Meta: Add more documentation and correct naming.

2024-03-02 12:48:49 -05:00 · 2024-03-02 12:48:49 -05:00 · 2f1b34b4cd
commit 2f1b34b4cd
parent 1cfbcffe94
2 changed files with 30 additions and 7 deletions
--- a/README.md
+++ b/README.md
@ -5,17 +5,22 @@ avoid expensive allocations during runtime. This preallocates objects in the
 constructor (with threads) then offers you two functions: `getPtr()` and `returnPtr(ptr)`.

 Using C++ concepts, we can use templates and require the class given to have a
-default constructor and to have a .reset() function. It will be used to clean the
+default constructor and to have a `.reset()` function. It will be used to clean the
 objects before giving them to another caller.

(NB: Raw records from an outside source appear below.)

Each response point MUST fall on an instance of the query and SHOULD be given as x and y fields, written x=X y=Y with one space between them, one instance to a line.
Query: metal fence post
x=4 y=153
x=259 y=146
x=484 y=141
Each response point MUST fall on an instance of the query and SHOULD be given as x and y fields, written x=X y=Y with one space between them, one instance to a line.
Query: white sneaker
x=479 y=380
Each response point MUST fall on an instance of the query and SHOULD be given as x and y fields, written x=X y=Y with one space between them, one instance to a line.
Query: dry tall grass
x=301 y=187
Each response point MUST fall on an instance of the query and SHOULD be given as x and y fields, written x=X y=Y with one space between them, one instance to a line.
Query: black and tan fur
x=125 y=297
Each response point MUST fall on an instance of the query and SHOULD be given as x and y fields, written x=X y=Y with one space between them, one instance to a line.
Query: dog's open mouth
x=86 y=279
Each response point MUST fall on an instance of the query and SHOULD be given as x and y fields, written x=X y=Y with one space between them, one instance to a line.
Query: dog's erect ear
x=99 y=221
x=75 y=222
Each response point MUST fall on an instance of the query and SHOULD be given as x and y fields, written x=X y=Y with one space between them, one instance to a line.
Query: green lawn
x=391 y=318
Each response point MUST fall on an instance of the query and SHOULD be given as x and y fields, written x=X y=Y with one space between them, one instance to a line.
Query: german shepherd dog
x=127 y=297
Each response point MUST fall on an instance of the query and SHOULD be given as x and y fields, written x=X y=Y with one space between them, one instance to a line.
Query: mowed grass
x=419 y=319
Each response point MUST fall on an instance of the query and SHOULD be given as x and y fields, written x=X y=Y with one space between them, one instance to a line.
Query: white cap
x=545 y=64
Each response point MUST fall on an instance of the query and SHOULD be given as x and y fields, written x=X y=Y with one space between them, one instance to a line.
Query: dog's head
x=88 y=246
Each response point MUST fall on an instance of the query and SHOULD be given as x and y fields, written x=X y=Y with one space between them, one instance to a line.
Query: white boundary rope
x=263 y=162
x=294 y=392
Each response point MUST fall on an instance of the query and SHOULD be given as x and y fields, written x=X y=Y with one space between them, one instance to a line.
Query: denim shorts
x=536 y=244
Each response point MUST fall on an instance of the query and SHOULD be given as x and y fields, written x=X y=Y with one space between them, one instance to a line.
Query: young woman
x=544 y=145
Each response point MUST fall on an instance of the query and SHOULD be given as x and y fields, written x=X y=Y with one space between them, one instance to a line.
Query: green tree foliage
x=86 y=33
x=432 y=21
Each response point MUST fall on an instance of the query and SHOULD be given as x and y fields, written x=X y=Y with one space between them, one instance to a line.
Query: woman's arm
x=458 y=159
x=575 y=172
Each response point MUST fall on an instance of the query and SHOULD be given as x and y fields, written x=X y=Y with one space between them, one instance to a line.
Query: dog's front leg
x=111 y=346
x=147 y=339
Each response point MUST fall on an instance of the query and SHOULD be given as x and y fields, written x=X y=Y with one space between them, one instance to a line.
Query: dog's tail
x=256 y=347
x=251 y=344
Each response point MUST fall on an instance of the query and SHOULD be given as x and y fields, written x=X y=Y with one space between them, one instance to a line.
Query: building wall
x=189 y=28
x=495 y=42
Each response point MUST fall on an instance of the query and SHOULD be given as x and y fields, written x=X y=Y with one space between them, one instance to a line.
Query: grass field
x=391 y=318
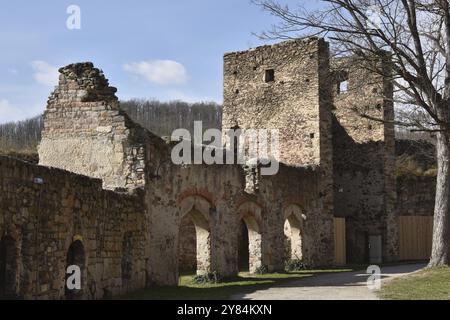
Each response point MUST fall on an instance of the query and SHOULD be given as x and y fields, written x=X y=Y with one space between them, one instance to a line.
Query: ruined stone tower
x=364 y=151
x=286 y=87
x=85 y=131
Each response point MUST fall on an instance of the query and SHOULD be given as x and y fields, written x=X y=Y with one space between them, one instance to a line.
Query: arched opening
x=243 y=248
x=187 y=259
x=75 y=257
x=249 y=245
x=194 y=244
x=8 y=268
x=293 y=238
x=127 y=259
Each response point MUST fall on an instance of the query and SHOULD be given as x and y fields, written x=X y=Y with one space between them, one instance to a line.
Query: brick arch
x=9 y=267
x=249 y=219
x=196 y=210
x=76 y=255
x=293 y=231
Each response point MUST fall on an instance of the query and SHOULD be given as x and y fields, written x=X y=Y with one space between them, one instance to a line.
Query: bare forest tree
x=413 y=36
x=159 y=117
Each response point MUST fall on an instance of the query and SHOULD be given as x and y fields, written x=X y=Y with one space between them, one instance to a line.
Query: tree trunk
x=441 y=232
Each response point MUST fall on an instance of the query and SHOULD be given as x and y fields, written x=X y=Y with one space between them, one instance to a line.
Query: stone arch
x=76 y=256
x=194 y=235
x=9 y=268
x=127 y=259
x=249 y=238
x=293 y=232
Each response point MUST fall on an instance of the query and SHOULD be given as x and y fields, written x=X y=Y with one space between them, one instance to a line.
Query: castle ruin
x=107 y=197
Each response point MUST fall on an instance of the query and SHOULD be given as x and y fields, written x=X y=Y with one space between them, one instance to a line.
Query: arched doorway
x=127 y=260
x=293 y=238
x=75 y=257
x=249 y=245
x=243 y=248
x=194 y=244
x=8 y=268
x=187 y=259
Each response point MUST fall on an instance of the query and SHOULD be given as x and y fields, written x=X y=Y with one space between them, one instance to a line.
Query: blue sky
x=159 y=49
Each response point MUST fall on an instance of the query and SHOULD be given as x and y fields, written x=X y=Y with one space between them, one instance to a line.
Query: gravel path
x=336 y=286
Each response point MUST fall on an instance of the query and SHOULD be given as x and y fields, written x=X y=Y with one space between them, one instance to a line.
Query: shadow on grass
x=242 y=284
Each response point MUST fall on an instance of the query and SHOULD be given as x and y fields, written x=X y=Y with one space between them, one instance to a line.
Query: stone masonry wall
x=364 y=151
x=217 y=194
x=415 y=196
x=86 y=132
x=45 y=210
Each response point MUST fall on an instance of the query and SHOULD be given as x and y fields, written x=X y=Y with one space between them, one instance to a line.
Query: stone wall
x=86 y=132
x=216 y=194
x=44 y=210
x=364 y=157
x=292 y=102
x=415 y=196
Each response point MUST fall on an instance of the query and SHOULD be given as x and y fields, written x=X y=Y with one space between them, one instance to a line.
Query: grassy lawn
x=244 y=283
x=429 y=284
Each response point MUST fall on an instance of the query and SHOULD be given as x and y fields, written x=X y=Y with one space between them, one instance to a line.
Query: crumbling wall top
x=82 y=82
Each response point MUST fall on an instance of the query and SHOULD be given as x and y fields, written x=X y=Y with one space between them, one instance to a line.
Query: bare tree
x=414 y=36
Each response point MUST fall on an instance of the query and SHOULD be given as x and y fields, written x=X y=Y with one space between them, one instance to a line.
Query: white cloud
x=10 y=112
x=179 y=95
x=44 y=73
x=162 y=72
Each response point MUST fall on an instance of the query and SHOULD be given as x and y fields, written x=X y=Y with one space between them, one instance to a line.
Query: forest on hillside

-This pool uses a hashmap and a pivot to make returnPtr(ptr) extremely fast.
+We avoid false sharing by keeping a high amount of work per thread. This should
+lead to cache lines not being shared between threads. While this pool uses a hashmap 
+and a pivot to make `returnPtr(ptr)` extremely fast, the construction's bottleneck is
+in the locking and unlocking of the hashmap's mutex. We need to do this since we cannot
+write in a `std::unordered_map` at different hashes concurrently.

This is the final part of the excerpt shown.